We now can define our training function using our LitMNIST module and Ray SGD.

def train_mnist(num_workers=1, use_gpu=False, num_epochs=5):
    Operator = TrainingOperator.from_ptl(LitMNIST)
    trainer = TorchTrainer(
        training_operator_cls=Operator,
        num_workers=num_workers,
        config={
            "lr": 1e-3,
            "batch_size": 64
        },
        use_gpu=use_gpu,
        use_tqdm=True,
    )
    for i in range(num_epochs):
        stats = trainer.train()
        print(stats)

    print(trainer.validate())
    print("Saving model checkpoint to ./model.pt")
    trainer.save("./model.pt")
    print("Model Checkpointed!")
    trainer.shutdown()
    print("success!")


With just a single from_ptl call, we can convert our LightningModule to a TrainingOperator class that’s compatible with Ray SGD. Now we can take full advantage of all of Ray SGD’s distributed trainign features without having to rewrite our existing LightningModule.

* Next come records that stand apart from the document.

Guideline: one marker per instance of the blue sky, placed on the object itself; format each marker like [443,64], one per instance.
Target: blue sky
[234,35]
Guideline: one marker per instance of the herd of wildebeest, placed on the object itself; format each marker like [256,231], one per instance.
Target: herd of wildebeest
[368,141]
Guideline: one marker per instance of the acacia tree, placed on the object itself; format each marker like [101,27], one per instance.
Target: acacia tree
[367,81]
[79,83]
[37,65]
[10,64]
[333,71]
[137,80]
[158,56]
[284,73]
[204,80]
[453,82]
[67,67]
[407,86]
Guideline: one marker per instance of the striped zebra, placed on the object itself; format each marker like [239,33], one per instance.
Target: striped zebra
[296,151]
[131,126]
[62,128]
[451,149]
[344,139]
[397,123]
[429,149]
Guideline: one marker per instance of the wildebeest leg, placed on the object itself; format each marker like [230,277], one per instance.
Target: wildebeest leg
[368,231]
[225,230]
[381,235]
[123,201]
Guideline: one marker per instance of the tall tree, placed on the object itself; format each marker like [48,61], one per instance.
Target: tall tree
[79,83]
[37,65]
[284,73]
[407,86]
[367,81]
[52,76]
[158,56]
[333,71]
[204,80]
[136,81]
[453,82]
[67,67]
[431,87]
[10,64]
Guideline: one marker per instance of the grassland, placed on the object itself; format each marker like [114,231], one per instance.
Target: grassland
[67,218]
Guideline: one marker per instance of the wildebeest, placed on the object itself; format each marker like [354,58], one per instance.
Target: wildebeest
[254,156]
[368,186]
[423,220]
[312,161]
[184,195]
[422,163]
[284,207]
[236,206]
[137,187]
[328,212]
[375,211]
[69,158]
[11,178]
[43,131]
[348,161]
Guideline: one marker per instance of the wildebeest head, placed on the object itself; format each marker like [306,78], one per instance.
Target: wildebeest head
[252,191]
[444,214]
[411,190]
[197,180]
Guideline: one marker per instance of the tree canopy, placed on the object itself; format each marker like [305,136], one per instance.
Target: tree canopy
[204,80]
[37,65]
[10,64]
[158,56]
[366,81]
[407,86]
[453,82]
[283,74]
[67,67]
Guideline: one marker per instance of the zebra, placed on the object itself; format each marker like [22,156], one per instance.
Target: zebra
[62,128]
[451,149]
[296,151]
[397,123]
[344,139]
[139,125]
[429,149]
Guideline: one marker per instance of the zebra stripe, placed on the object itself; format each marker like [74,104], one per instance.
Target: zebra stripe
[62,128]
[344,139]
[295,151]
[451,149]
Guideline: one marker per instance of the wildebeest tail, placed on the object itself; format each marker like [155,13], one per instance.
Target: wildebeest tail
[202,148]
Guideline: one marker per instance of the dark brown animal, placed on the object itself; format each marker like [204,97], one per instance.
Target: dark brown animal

The last thing to do is initialize Ray, and run our training function!

# Use ray.init(address="auto") if running on a Ray cluster.
ray.init()
train_mnist(num_workers=32, use_gpu=True, num_epochs=5)

Unsupported Features

This integration is currently under active development, so not all Pytorch Lightning features are supported. Please post any feature requests on Github and we will get to it shortly!

A list of unsupported model hooks (as of v1.0.0) is as follows: test_dataloader, on_test_batch_start, on_test_epoch_start, on_test_batch_end, on_test_epoch_start, get_progress_bar_dict, on_fit_end, on_pretrain_routine_end, manual_backward, tbtt_split_batch.